# PC using a MAC monitor



## corimay (Dec 12, 2002)

I'm a PC user, but I want to switch over to a Mac since I'll be doing alot of video editing and design.  I can't pull myself away from my PC, so I want to know if there's a way to use a switch box (so I can use both). The Mac will be my primary system, but I want to be able to use a switch box to quickly/easily access my PC (while using the Mac monitor). Is that possible? I don't know much about hardware and networking, so excuse my ignorance. and if my question is unclear I'll try and explain it better. Please help. Thanks!


----------



## kendall (Dec 12, 2002)

there actually is a device where you can share one monitor, keyboard and mouse with two computers.

for the life of me i cant think of the company or the name of it.  what i do remember however is that its expensive.  $300-$400 if i recall.

*edit* found what i was looking for.

http://www.computerplug.com/switch_KVMauto.htm  *edit*


----------



## gatorparrots (Dec 12, 2002)

itanium is referring to a KVM switch.
They can be had for cheaper than what he mentioned.
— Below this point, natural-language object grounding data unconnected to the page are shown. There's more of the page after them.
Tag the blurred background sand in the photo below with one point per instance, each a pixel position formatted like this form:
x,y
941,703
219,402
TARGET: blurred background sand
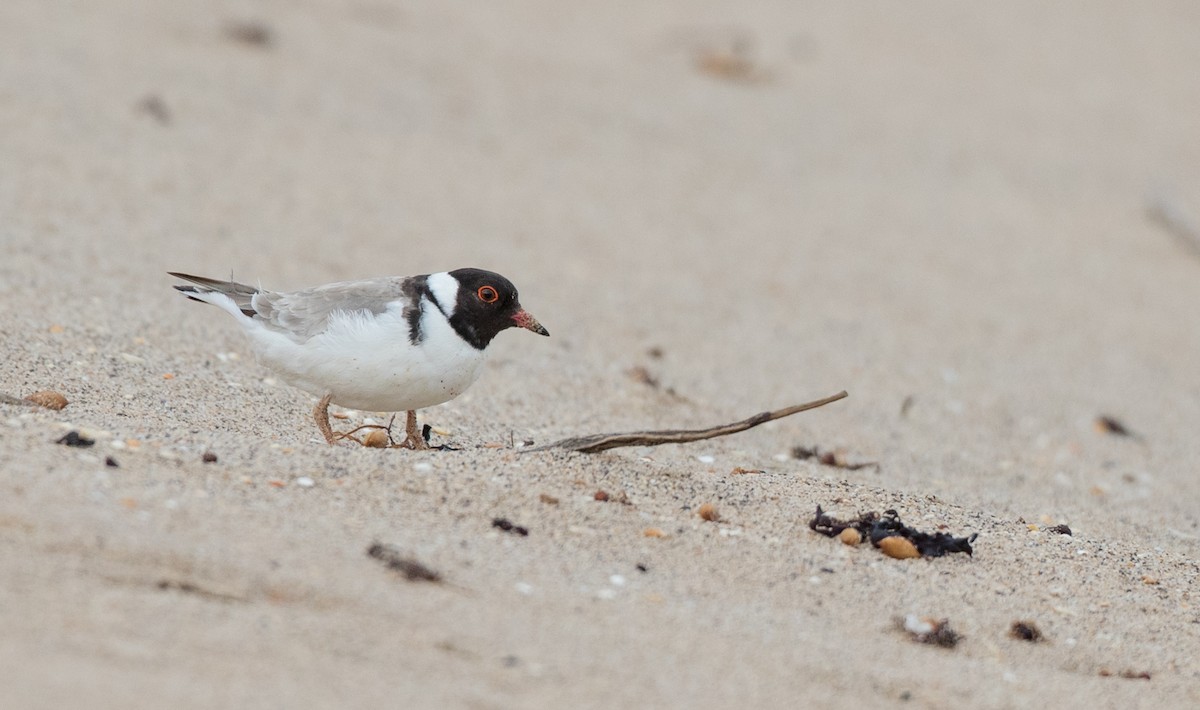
x,y
952,212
Try Dr. Bott:
http://www.drbott.com/prod/db.lasso?cat=MoniSwitch
http://www.drbott.com/prod/db.lasso?cat=KVM Switches


----------



## Giaguara (Dec 12, 2002)

hi corimay 

i used multiple systems (pc and mac.. = OS X, *X, classic, win ME etc, BeOS, Linux RH and mandrake) for a longer period - from saturday i will be just a mac user. 

don't hesitate to ask anything you want to know here. i hope you'll enjoy the mac .. and your question was clear. i just wanted to welcome you


----------



## corimay (Dec 13, 2002)

Thanks everyone for the links. And thank you for the warm welcome. I'm sure you'll be seeing a lot of me once I get my Mac


----------